暗河传:一日不见,半月没见
春分快到了,天气难得放暖了几日,苏暮雨踩着细碎的斜阳,踏入家门口,院墙的梅花落,桃花开始冒出粉色的芽孢,像是在提示苏暮雨,又一年新的开始。
苏昌河就是在这个时候,捧着一袋热的糖酥饼向苏暮雨走来,他穿的极为朴素,大概是刚回来,还没来得及换衣服,似乎黑了些,瘦了些,他笑的嘴巴快要咧到耳根,脚步快了一些又快了一些,他要迫不及待的就抱住苏暮雨,去嗅他发间的皂荚香。

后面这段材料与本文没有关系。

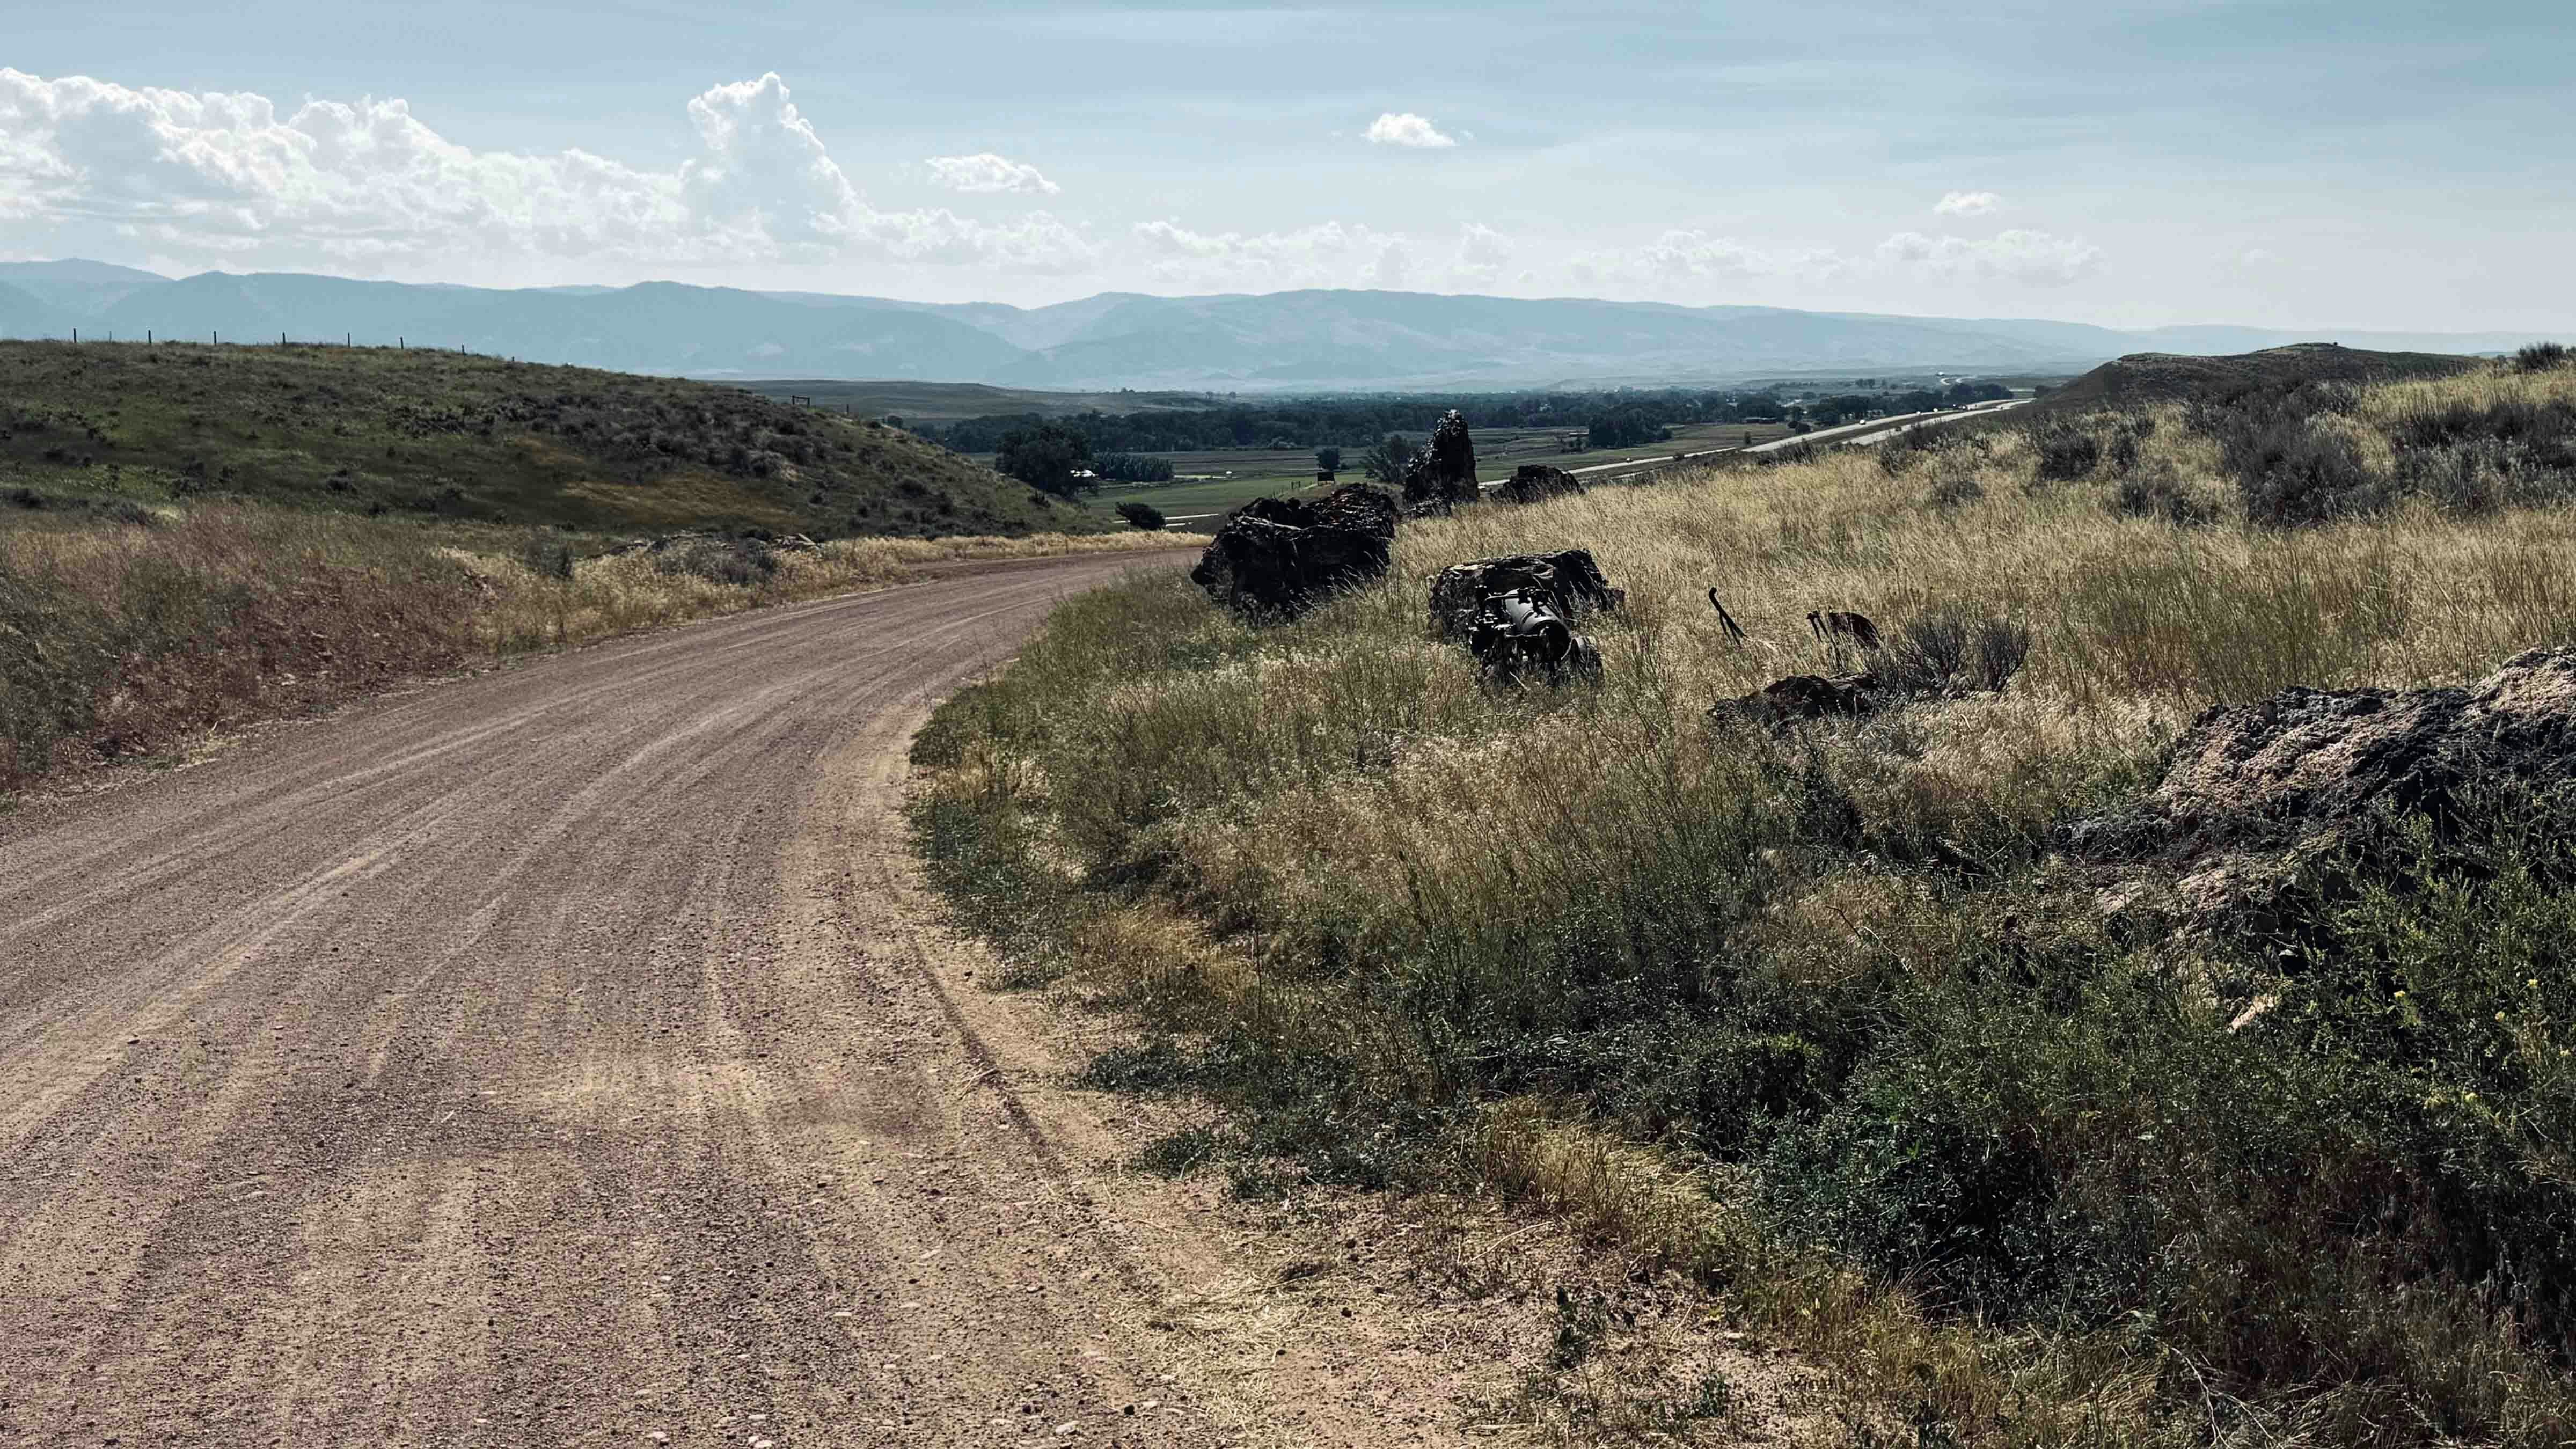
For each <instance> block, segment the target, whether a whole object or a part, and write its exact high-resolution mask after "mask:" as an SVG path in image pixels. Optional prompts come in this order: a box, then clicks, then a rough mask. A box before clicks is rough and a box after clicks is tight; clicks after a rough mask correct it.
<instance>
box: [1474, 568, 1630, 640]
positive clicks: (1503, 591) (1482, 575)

苏暮雨站在那,好似脚底灌了铅,又跟梦里似的,不敢往前走,生怕他一喊,梦就碎了。
苏昌河把苏暮雨整个人抱着,腾空而起,随后放下,情难自制的在他额头吻了又吻,积攒了这么久的热情一下子蓬勃而出,“哥,我好想你,想的快要病了。”
苏暮雨怕人多眼杂,便拉着他的手,要往屋里走,一边道:“你还好意思说想我,走之前都不打声招呼。”
苏昌河解释说:“我走那日特意经过你府上,原本是要说的,可那天你不在,所以才没亲眼见你一面。”
苏暮雨听到这一番解释,才略微好过了些。
晚饭时,苏昌河的食欲大开,吃了不少饭,一边说,“那地方太偏,饭菜根本不合我胃口,以后这种外出的活,还是让手下去做。”
苏昌河虽嘴上这么说,可苏暮雨明白,若非这次办案十分棘手,他也不会亲自去,倘若下次还这般,苏昌河还是回去。
毕竟苏暮雨认识的苏昌河,就是这么一个热血正义又从不胆怯懦弱的大理寺丞。
苏暮雨给他夹了不少肉,道:“我听皇上有意无意的提起过,说等你这次事情办好了,就升你做大理寺卿。”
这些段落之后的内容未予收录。